Interview Cheatsheet — Durability#

When does durability come up in an interview?

Any time you store data. The interviewer will ask "what happens if the server crashes?" or "what's your RPO?" — this cheatsheet is your answer.


The Four Layers — Always Present as a Chain#

"Durability has four layers — each covers a failure the previous one can't handle."

Layer 1 — WAL
  What it covers: single server crash, power loss, partial write
  How: append intention to log before writing data → replay on recovery

Layer 2 — Replication (same data center)
  What it covers: single node disk failure
  How: WAL shipped to replicas in real time

Layer 3 — Multi-region replication
  What it covers: entire data center failure
  How: async or sync replication across geographic regions

Layer 4 — Backups
  What it covers: logical corruption, accidental deletion, ransomware
  How: point-in-time snapshots that replication cannot corrupt

Moment 1 — "What happens if the database server crashes?"#

"WAL ensures no data is lost on a single server crash. Every write is logged before it touches the data — on recovery the database replays the log and completes any interrupted operations. The user either got a confirmed write or an error. No corrupted in-between state."

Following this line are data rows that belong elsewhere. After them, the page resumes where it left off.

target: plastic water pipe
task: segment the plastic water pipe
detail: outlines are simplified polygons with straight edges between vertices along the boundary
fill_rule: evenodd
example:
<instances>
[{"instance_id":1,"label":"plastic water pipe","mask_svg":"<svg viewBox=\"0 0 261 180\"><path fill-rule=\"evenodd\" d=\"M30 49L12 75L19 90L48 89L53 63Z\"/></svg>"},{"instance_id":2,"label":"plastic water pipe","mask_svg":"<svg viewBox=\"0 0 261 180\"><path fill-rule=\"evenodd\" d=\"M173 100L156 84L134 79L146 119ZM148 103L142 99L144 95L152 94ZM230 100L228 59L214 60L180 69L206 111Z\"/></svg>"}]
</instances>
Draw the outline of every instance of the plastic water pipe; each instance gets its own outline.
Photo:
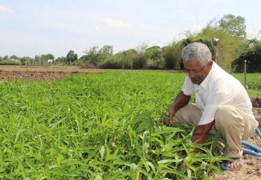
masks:
<instances>
[{"instance_id":1,"label":"plastic water pipe","mask_svg":"<svg viewBox=\"0 0 261 180\"><path fill-rule=\"evenodd\" d=\"M259 130L258 128L256 128L256 129L255 130L256 130L256 132L257 132L257 134L258 134L260 138L261 138L261 133L260 132L260 131ZM242 144L243 145L249 147L249 148L252 149L253 150L254 150L256 151L261 152L261 148L259 148L257 146L255 146L251 144L247 143L247 142L243 141L241 141L241 143L242 143ZM261 157L261 154L258 153L254 152L253 151L250 151L249 150L245 149L243 149L243 153L245 154L247 154L253 155L253 156L257 156L257 157Z\"/></svg>"},{"instance_id":2,"label":"plastic water pipe","mask_svg":"<svg viewBox=\"0 0 261 180\"><path fill-rule=\"evenodd\" d=\"M251 155L253 155L254 156L257 157L261 157L261 154L259 154L257 152L249 150L248 149L243 149L243 153L245 154L247 154Z\"/></svg>"},{"instance_id":3,"label":"plastic water pipe","mask_svg":"<svg viewBox=\"0 0 261 180\"><path fill-rule=\"evenodd\" d=\"M256 132L257 132L257 134L258 134L260 138L261 138L261 132L260 132L260 131L259 130L258 128L256 128L255 130L256 131Z\"/></svg>"},{"instance_id":4,"label":"plastic water pipe","mask_svg":"<svg viewBox=\"0 0 261 180\"><path fill-rule=\"evenodd\" d=\"M244 142L243 141L241 141L241 143L243 145L249 147L249 148L252 149L255 151L261 152L261 148L258 148L257 146L255 146L255 145L253 145L252 144Z\"/></svg>"}]
</instances>

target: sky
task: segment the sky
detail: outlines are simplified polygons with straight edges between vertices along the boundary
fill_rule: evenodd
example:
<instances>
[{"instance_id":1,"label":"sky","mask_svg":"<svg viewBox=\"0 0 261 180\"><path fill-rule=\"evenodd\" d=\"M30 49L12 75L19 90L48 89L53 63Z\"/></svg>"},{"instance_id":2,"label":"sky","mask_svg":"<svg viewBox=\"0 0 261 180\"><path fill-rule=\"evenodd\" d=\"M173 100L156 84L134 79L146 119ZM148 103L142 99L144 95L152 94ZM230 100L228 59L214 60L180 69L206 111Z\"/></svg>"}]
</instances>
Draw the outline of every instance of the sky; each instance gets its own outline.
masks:
<instances>
[{"instance_id":1,"label":"sky","mask_svg":"<svg viewBox=\"0 0 261 180\"><path fill-rule=\"evenodd\" d=\"M92 47L114 53L167 45L231 14L246 31L261 30L259 0L0 0L0 56L85 54Z\"/></svg>"}]
</instances>

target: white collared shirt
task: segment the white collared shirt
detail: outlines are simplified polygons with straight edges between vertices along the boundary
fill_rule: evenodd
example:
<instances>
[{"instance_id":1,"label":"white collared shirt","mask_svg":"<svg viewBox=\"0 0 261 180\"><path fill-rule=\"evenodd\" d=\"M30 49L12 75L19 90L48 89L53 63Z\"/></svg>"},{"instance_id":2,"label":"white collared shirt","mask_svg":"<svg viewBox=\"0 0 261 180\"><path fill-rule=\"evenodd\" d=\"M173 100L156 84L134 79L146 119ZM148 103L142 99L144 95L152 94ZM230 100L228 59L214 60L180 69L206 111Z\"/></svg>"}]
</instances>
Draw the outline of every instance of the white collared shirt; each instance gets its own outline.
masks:
<instances>
[{"instance_id":1,"label":"white collared shirt","mask_svg":"<svg viewBox=\"0 0 261 180\"><path fill-rule=\"evenodd\" d=\"M186 75L181 90L187 95L195 94L197 107L203 113L199 125L213 121L216 110L221 106L231 105L247 114L255 127L258 126L252 112L250 99L244 86L214 62L209 74L200 85L193 84Z\"/></svg>"}]
</instances>

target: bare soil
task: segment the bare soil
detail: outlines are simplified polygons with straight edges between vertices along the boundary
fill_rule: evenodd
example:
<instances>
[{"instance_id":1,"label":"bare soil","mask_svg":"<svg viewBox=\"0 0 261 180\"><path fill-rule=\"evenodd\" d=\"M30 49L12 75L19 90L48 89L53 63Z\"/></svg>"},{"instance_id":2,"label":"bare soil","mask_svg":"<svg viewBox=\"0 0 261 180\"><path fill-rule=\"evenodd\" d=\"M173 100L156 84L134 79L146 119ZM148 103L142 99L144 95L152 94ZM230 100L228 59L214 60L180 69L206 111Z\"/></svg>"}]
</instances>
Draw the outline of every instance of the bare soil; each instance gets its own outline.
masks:
<instances>
[{"instance_id":1,"label":"bare soil","mask_svg":"<svg viewBox=\"0 0 261 180\"><path fill-rule=\"evenodd\" d=\"M69 66L0 66L0 83L8 81L31 81L35 82L50 82L63 78L68 75L77 75L80 73L101 73L108 70L102 69L83 69L78 67ZM261 99L258 97L251 98L253 113L258 121L260 129L261 124ZM249 143L261 147L261 140L257 133L245 141ZM244 148L247 149L246 147ZM248 154L244 155L244 166L240 171L225 171L229 179L261 179L261 158ZM215 175L217 180L226 178L219 174Z\"/></svg>"}]
</instances>

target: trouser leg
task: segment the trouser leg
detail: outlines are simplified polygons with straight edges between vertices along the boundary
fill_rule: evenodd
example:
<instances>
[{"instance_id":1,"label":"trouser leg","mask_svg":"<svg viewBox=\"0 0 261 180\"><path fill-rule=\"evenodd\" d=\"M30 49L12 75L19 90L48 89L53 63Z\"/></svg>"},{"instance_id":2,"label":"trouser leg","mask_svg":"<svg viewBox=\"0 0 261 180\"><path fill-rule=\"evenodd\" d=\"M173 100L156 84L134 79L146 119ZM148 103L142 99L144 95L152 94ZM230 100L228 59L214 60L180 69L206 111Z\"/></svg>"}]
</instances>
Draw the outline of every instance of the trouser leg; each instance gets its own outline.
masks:
<instances>
[{"instance_id":1,"label":"trouser leg","mask_svg":"<svg viewBox=\"0 0 261 180\"><path fill-rule=\"evenodd\" d=\"M175 115L177 119L182 124L198 126L202 112L194 104L188 104L178 111Z\"/></svg>"},{"instance_id":2,"label":"trouser leg","mask_svg":"<svg viewBox=\"0 0 261 180\"><path fill-rule=\"evenodd\" d=\"M198 127L200 118L202 116L202 112L194 104L188 104L187 106L178 111L175 117L182 124ZM214 125L209 131L210 134L215 134L216 130Z\"/></svg>"},{"instance_id":3,"label":"trouser leg","mask_svg":"<svg viewBox=\"0 0 261 180\"><path fill-rule=\"evenodd\" d=\"M216 130L225 138L224 154L229 157L243 155L241 141L252 135L255 127L244 112L231 106L223 106L216 111L215 118Z\"/></svg>"}]
</instances>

Moment 2 — "What's your RPO?"#

Connect RPO directly to your backup strategy:

Backup Strategy RPO
Weekly full only Up to 7 days
Weekly full + daily incremental Up to 24 hours
Weekly full + hourly incremental Up to 1 hour
Continuous WAL archiving Seconds

"RPO is determined by backup frequency. For this system I'd do weekly full backups with hourly incrementals — RPO of one hour. For the payment data specifically, continuous WAL archiving to get RPO under a minute."


Moment 3 — "Why do you need backups if you have replication?"#

"Replication copies everything in real time — including mistakes. A bug that deletes all user records replicates to every region in milliseconds. Replication can't save you there. Backups are point-in-time snapshots taken before the corruption — they're the only way to recover from logical failures. Replication handles hardware failures, backups handle logical failures. You need both."


Durability vs Availability — State the Difference#

These are independent guarantees — don't conflate them

Durable but unavailable:
  DB crashes → users can't access data → but data is safe on disk
  Restart → data back → zero data lost

Available but not durable:
  Redis with no persistence → always up → power cut → all data gone

"Durability and availability are independent. Redis by default is available but not durable. PostgreSQL with replication is both. I'd choose based on what the data represents — session cache can be non-durable, user orders cannot."


The Full Durability Checklist#

  • [ ] Mentioned WAL for single server crash survival
  • [ ] Mentioned replication — at least node level, ideally multi-region
  • [ ] Stated sync vs async replication and justified the choice (RPO = 0 → sync)
  • [ ] Mentioned backups — full + incremental strategy
  • [ ] Connected backup frequency to RPO
  • [ ] Explained why replication and backups are complementary, not alternatives
  • [ ] Distinguished durability from availability

Quick Reference#

Four layers:
  WAL              → survives: crash, power loss
  Replication      → survives: disk failure, node failure
  Multi-region     → survives: data center failure
  Backups          → survives: logical corruption, accidental deletion

Backup strategy:
  Full weekly + incremental daily  → RPO 24h
  Full weekly + incremental hourly → RPO 1h
  Continuous WAL archiving         → RPO seconds

Sync vs async replication:
  Sync  → RPO = 0, higher latency  → payments, banking
  Async → RPO > 0, lower latency   → social feeds, analytics

Durability ≠ Availability:
  Redis  → available, not durable (no persistence)
  Postgres + replication → both